Le lobby de la chasse utilise les sondages d'opinion comme arme de relations publiques
Jagd Österreich et les fédérations régionales de chasse célèbrent un nouveau sondage comme un succès historique. Mais qui lit l'étude attentivement reconnaît : l'image a plus à voir avec le marketing qu'avec les sondages d'opinion.
En février 2026, l'organisation faîtière Jagd Österreich a diffusé un communiqué de presse qui avait du poids. «85 pour cent disent Oui !», tel était le slogan qui orne depuis les sites web des fédérations régionales de chasse, de la Carinthie au Vorarlberg.
Il s'agit du résultat d'un sondage que l'Institut pour la démoscopie & l'analyse de données (IFDD) a réalisé en décembre 2025 sur mandat de Jagd Österreich auprès d'Autrichiens ayant le droit de vote. Le message se veut clair : la population soutient la chasse de loisir, les revendications de réforme n'ont pas de soutien social, le statu quo est légitimé.
Mais qui lit l'étude de manière critique constate : le chiffre dit quelque chose de tout à fait différent de ce que prétend le lobby de la chasse.
La question décisive et ce qu'elle tait
La question centrale du sondage était formulée ainsi : « Indépendamment de votre opinion personnelle sur la chasse : concédez-vous à d'autres personnes de votre pays le droit de chasser, si elles le font conformément aux lois et règlements de chasse en vigueur ? »
Cette formulation est méthodologiquement explosive. Elle ne demande pas si les personnes interrogées trouvent la chasse de loisir bonne, sensée ou souhaitent la maintenir, elle demande simplement si elles concèdent à d'autres une activité légalement autorisée. C'est une question de tolérance libérale, pas d'approbation substantielle. Avec la même logique, on pourrait demander : « Concédez-vous à d'autres le droit de boire légalement de l'alcool ? » et comptabiliser 95 pour cent d'approbation comme une « forte acceptation de l'alcool ».

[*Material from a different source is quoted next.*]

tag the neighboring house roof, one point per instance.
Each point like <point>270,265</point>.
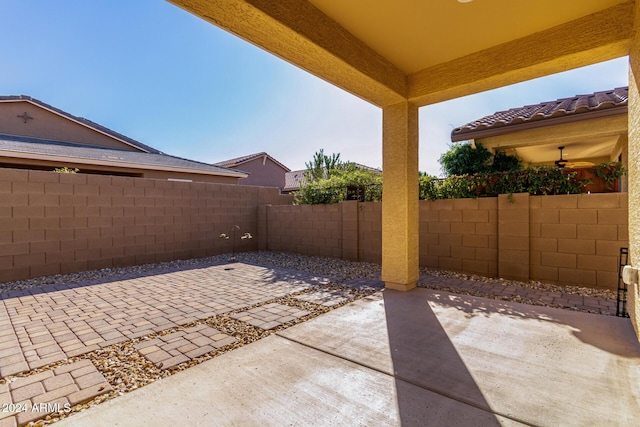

La deuxième affirmation, qui a également obtenu 85 pour cent d'approbation, est construite de manière similaire : « La chasse est quelque chose de positif, si elle est pratiquée de manière responsable et éthique. » Le « si » conditionnel est décisif. Qui approuve cette affirmation ne dit pas que la chasse de loisir est effectivement pratiquée ainsi, mais seulement qu'une chasse de loisir hypothétiquement idéale serait positive. L'approbation du souvenir de trophée (84 pour cent) n'a également été recueillie que sous condition que « la chasse s'effectue conformément à la loi et apporte une contribution à la protection de la nature ». De telles conditions sont des constructions de relations publiques qui occultent la pratique réelle de la chasse.
Commanditaire, institut et conflit d'intérêts
Le sondage a été directement commandé par Jagd Österreich. L'IFDD, qui a mené l'enquête, n'est pas un institut de recherche indépendant, mais un prestataire commercial qui travaille selon commande, c'est-à-dire selon le catalogue de questions et les préférences d'évaluation du commanditaire. C'est habituel dans l'étude de marché, mais cela rend les résultats impropres à des fins de légitimation politique.
La même problématique est connue en Suisse : l'association faîtière JagdSchweiz a fait réaliser par l'entreprise d'étude de marché Demoscope un sondage qui concluait que « la grande majorité de la population suisse est d'avis qu'on chasse ici de manière durable et respectueuse du bien-être animal ». Le même institut Demoscope avait cependant établi un an auparavant, cette fois sur commande de la Protection Suisse des Animaux (PSA), que 64 pour cent de la population suisse voulaient interdire la chasse au terrier et seulement 21 pour cent souhaitaient la maintenir. Deux études, le même institut, deux images opposées, selon le commanditaire.
La chambre d'écho : comment la demi-science devient doctrine
Régulièrement, des affirmations sont diffusées depuis le milieu des chasseurs de loisir qui, à l'analyse précise, ne trouvent pas leur origine dans la science, mais dans la littérature cynégétique et des sources également peu scientifiques. Cela tient surtout à la formation souvent insuffisante dans les cours de préparation à l'examen de chasse : ceux-ci sont majoritairement dispensés par des personnes qui défendent parfois des idéologies sectaires et n'ont besoin d'aucune qualification pédagogique régulière. La biologie de la faune, l'écologie et le droit de protection des animaux n'y figurent au mieux qu'en marge, la tradition cynégétique et l'idéologie du territoire dominent le programme.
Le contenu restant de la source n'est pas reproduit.